In the year 2014, Malta will celebrate its 50th anniversary since it had acquired independence from Great Britain. The 5 coins in the series are all in a way related to this major event in the history of Malta. The first 3 coins in the series reflect milestones that ultimately road-mapped Malta to Independence, in 2014 the Central Bank of Malta will issue the Independence coin in the same year that Malta celebrates the 50th anniversary since that event and a year after will commemorate a post-Independence milestone, Malta becoming a Republic.
First Election of Representatives in 1849
After securing the abolition of censorship and thus freedom of the press in 1839, Malta was granted a constitution in 1849 which, unlike its predecessor of 1835, provided for the holding of elections. This meant that, for the first time under British rule and at a time when continental Europe was in a state of reformist agitation, the Maltese electorate could vote to elect its own representatives to sit in a colonial legislature, the Council of Government, albeit in a minority. This meant that candidates could campaign through the newspapers and public meetings, thus facilitating the formation of public opinion and slowly changing the nature of governance in Malta. It is noteworthy that, from the 1820s onwards, Malta had received hundreds of Italian refugees, for the most part liberals and republicans, who were striving for a united Italy free of foreign occupation.

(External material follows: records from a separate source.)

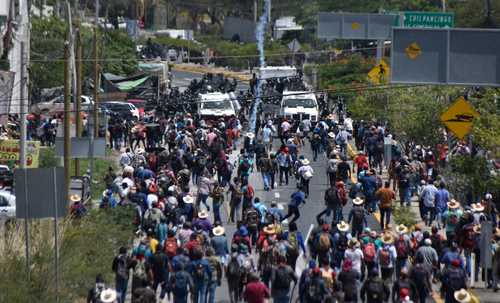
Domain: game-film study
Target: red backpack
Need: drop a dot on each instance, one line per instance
(402, 248)
(369, 252)
(171, 247)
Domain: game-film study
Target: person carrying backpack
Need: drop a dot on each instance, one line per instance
(121, 267)
(403, 248)
(332, 203)
(216, 277)
(323, 242)
(201, 272)
(315, 290)
(453, 278)
(357, 217)
(374, 290)
(386, 257)
(296, 243)
(420, 275)
(181, 284)
(281, 278)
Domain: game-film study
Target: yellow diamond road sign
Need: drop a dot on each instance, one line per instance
(413, 51)
(380, 73)
(459, 117)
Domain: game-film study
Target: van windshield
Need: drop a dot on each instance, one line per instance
(308, 103)
(220, 105)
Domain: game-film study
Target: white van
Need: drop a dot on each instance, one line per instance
(299, 105)
(218, 105)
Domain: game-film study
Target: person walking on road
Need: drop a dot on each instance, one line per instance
(255, 291)
(386, 196)
(374, 290)
(357, 217)
(281, 278)
(297, 198)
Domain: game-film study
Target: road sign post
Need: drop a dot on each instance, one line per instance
(459, 117)
(428, 19)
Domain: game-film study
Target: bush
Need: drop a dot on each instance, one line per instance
(87, 247)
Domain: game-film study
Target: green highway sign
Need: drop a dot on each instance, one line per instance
(428, 20)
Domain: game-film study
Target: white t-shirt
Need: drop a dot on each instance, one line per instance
(356, 256)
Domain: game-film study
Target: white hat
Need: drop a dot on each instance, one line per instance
(202, 214)
(108, 295)
(462, 296)
(357, 201)
(218, 230)
(188, 199)
(343, 226)
(75, 198)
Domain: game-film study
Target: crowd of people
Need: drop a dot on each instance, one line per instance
(187, 245)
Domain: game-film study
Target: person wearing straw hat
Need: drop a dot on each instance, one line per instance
(387, 256)
(451, 218)
(357, 217)
(306, 173)
(463, 296)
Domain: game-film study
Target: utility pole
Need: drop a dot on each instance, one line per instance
(78, 46)
(67, 115)
(95, 132)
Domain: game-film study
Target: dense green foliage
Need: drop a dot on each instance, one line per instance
(87, 247)
(47, 52)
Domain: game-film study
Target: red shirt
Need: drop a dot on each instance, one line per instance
(256, 292)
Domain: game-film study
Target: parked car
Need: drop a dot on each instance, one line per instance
(7, 205)
(6, 176)
(124, 109)
(56, 105)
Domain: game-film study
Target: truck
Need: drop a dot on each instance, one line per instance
(299, 105)
(217, 105)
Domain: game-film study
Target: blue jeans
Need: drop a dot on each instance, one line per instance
(281, 299)
(212, 286)
(216, 209)
(121, 289)
(200, 293)
(266, 178)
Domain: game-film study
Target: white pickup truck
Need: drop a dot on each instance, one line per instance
(299, 105)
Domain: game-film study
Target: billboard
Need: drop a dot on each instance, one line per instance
(356, 26)
(238, 27)
(446, 56)
(9, 153)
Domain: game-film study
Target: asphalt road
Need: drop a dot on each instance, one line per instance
(181, 79)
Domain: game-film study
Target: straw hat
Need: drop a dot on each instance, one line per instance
(462, 296)
(270, 229)
(75, 198)
(357, 201)
(477, 207)
(343, 226)
(108, 295)
(401, 229)
(453, 204)
(202, 214)
(387, 239)
(188, 199)
(218, 230)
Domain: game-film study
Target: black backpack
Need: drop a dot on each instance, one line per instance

1887 Majority Representation
After 1849 situations occasionally arose where the elected members could not enforce their will, being in a minority in the Council vis-a-vis the British Governor and his nominated members on the official side. Over time, a general feeling came to prevail in favour of an elected majority which would be better able to enact legislation. This was not an easy objective because Britain considered Malta as a strategic fortress wherein security had to be assured within strict parameters. Following the unification of Italy and Germany, Maltese political parties formed and mobilized, with the Partito Nazionale led by Dr Fortunato Mizzi in the ascendant. Its main demand - an elected majority - materialised in 1887 with the granting of Representative Government. Due mainly to staunchly resisted attempts at Anglicization, coupled with a real or imagined fear of irredentism or proselytization, this constitution was, however, revoked in 1903. An impasse ensued until after the First World War when, in the wake of further unrest which saw a number of Maltese demonstrators killed by British troops - the Sette Giugno - internal self-government was granted in 1921.
Establishment of Self-Government in 1921
Although the British retained various reserved matters under their direct control, including defence and foreign affairs, the 1921 constitution was the most democratic up to that point. It made provision for a Legislative Assembly to be returned by an extended franchise, and for a Senate sitting as an Upper House. For the first time the administration of Malta's domestic affairs would been trusted to aCabinet of Ministers responsible to an elected legislature. The island's largest single employer, the Royal Dockyard, remained under Admiralty control, but the Maltese government could initiate legislation in various domains. After three general elections, trouble arose between the administration led by the Constitutional-Labour compact and the Church, heralding a period of recurrent turbulence. English and Maltese were recognized as official languages in 1934 when the culture clash came to a head and the Nationalist administration, which had been returned in a landslide in 1932, was dismissed in 1933. It was not until 1947 that self-government was restituted, whereupon the march towards social and political reform resumed. The plan to integrate Malta with Britain having failed, in December 1957 the Labour and Nationalist parties agreed to 'break with Britain', but a few months later the Labour government resigned and 'self-government' once again went into abeyance.
Independence from Britain in 1964
After modifying some aspects of the newly-granted constitution under which elections had been held in 1962 and claims for financial assistance went unheeded, the Nationalist government in August 1962 formally demanded independence. Negotiations lasted two years: although the Labour opposition supported the move in principle, there were disagreements as to what, when and how. Three smaller parties in parliament opposed an immediate separation from Britain. The Church, at odds with the Labour Party, sought to preserve its position. Given the delicate geopolitical situation in the Mediterranean during the Cold War, Britain would not let Malta go without safeguards relating to defence and security, nor would the British parliament consent to any constitution which unduly advantaged the Church. After a referendum on the proposed constitution - for a parliamentary democracy essentially based on a separation of powers - independence arrived in September 1964, together with a defence and financial package valid for ten years. For the first time after a long history of foreign occupation, Malta joined the international community as a sovereign State.
Proclamation of the Republic of Malta in 1974
Following the return of the Labour Party to government in 1971, significant changes ensued in internal and foreign policy, the former tending towards a more centralised regulation of the market, whereas the latter shifted from a pro-Western posture to neutrality and non-alignment. The 1964 Anglo-Maltese treaties were renegotiated and extended to 1979. In constitutional terms, the most significant change occurred in 1974 when, by a two-thirds majority in parliament after a free vote, amendments were made to the Independence Constitution changing Malta's status from that of a Constitutional Monarchy to that of a Republic. Thus, instead of a Governor-General, Malta would have its first President. Other relatively minor constitutional amendments were also enacted.